Before you install the latest and greatest round of sharing apps, ask yourself:
- How can you be sure “ephemeral” apps really delete what you share? As users of some apps have learned, shared content may still exist on devices. There are few guarantees that recipients won’t take screenshots which can then be distributed.
- Are anonymous apps truly anonymous? How much information are you asked to provide when you create an account? What non-personal information is collected by the app and can that information be associated with your account? As this Danish Consumer Council’s hidden video experiment shows, we’d be shocked if our local bakery asked for as much information as the average mobile app.
- How secure is the app?

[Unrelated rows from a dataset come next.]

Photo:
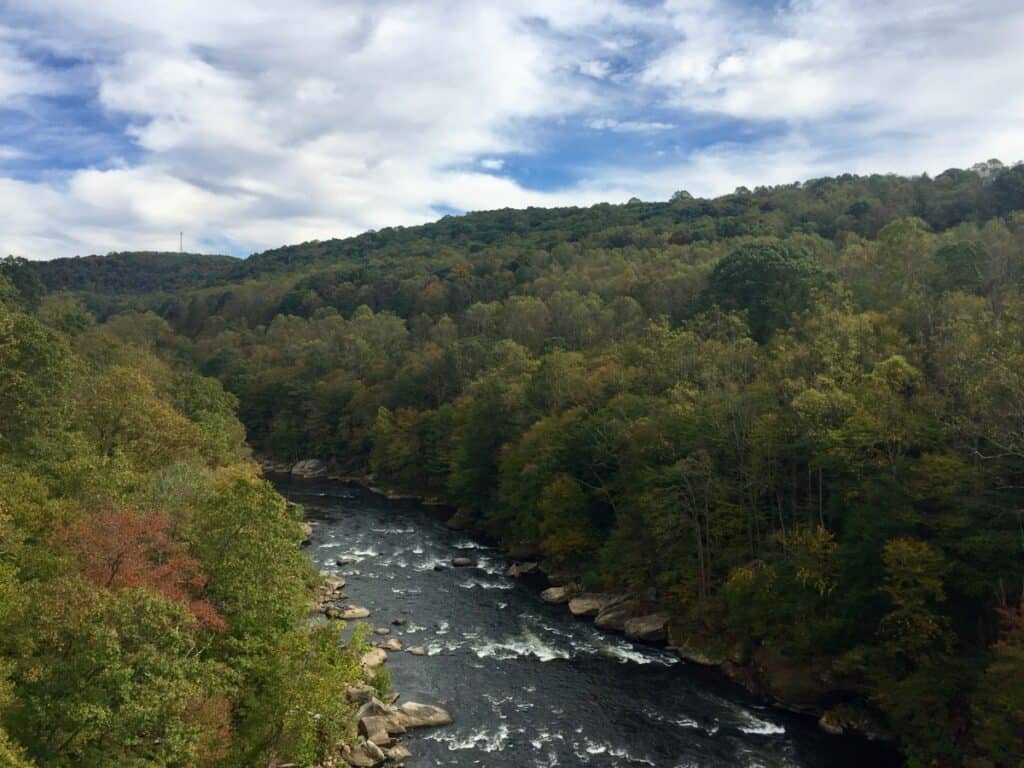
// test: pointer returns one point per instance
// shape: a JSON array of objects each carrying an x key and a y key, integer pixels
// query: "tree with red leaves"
[{"x": 121, "y": 549}]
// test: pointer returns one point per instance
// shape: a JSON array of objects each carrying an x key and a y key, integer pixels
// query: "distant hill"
[
  {"x": 833, "y": 208},
  {"x": 141, "y": 271}
]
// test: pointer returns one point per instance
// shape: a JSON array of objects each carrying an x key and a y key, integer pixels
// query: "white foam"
[
  {"x": 757, "y": 726},
  {"x": 480, "y": 584},
  {"x": 595, "y": 748},
  {"x": 482, "y": 739},
  {"x": 526, "y": 646}
]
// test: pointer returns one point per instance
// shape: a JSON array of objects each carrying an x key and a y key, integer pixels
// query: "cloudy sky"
[{"x": 254, "y": 124}]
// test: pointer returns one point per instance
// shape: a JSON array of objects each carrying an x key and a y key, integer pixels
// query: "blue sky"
[{"x": 253, "y": 124}]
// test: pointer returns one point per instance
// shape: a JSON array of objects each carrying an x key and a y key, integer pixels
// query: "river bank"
[{"x": 631, "y": 617}]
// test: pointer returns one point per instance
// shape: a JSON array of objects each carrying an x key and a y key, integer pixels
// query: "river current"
[{"x": 527, "y": 684}]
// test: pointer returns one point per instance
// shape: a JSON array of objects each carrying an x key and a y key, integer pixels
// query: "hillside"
[
  {"x": 135, "y": 272},
  {"x": 791, "y": 416}
]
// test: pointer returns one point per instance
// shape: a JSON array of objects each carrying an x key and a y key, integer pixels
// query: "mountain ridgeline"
[{"x": 793, "y": 417}]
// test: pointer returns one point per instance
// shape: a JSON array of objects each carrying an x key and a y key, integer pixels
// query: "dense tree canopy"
[
  {"x": 153, "y": 595},
  {"x": 793, "y": 416}
]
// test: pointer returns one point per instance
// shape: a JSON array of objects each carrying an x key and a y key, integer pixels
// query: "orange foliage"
[{"x": 121, "y": 549}]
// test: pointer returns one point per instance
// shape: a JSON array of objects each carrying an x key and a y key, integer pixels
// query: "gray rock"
[
  {"x": 364, "y": 755},
  {"x": 333, "y": 583},
  {"x": 415, "y": 715},
  {"x": 397, "y": 753},
  {"x": 373, "y": 658},
  {"x": 648, "y": 629},
  {"x": 373, "y": 708},
  {"x": 375, "y": 730},
  {"x": 309, "y": 468},
  {"x": 591, "y": 603},
  {"x": 360, "y": 693},
  {"x": 556, "y": 595},
  {"x": 614, "y": 614},
  {"x": 517, "y": 569},
  {"x": 350, "y": 612}
]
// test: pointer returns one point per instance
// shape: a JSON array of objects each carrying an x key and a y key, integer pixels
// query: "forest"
[
  {"x": 153, "y": 594},
  {"x": 792, "y": 416}
]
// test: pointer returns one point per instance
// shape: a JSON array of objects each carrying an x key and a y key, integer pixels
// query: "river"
[{"x": 527, "y": 684}]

Many startups may not have robust cybersecurity processes in place, and even those with solid protocols may be subject to security glitches (as the recent Instagram bug revealed.) Are our messages encrypted? Is address book data stored on a user’s device or the app provider’s servers? What are the app’s policies regarding sharing, selling or trading user data?
- Could the app expose you to cyberbullying or harassment? With anonymity or secrecy comes the potential for abuse. It can also be difficult to report users for inappropriate content. Recently the anonymous app After School was banned from the Apple store because of these concerns.
There are plenty of resources to help you make informed decisions about private messaging apps:
Appthority’s Reputation Report (PDF): This report analyzes the behaviors of the top 400 mobile apps, including the top 100 free apps and 100 paid apps for both iOS and Android. It identifies apps’ risky behaviors and can help you understand the risks posed by those behaviors.
PrivacyGrade: PrivacyGrade provides detailed information about an app’s privacy-related behaviors. The ratings are summarized in the form of a grade ranging from A (most privacy sensitive) to D (least privacy sensitive). Currently it rates only Android apps.
EFF’s Secure Messaging Scorecard: As part of a new EFF Campaign for Secure & Usable Crypto, this site offers a scorecard of certain apps and tools, and their adoption of security best practices.
SafeSmartSocial.com: Though intended primarily as a guide for parents curious about the apps their kids may be using, this site provides clear, concise guides to many private messaging apps.
Private messaging apps can be a fun, useful way to engage, but as always, proceed cautiously. Pause before you post. Regardless of how private an app claims to be, continue to share mindfully.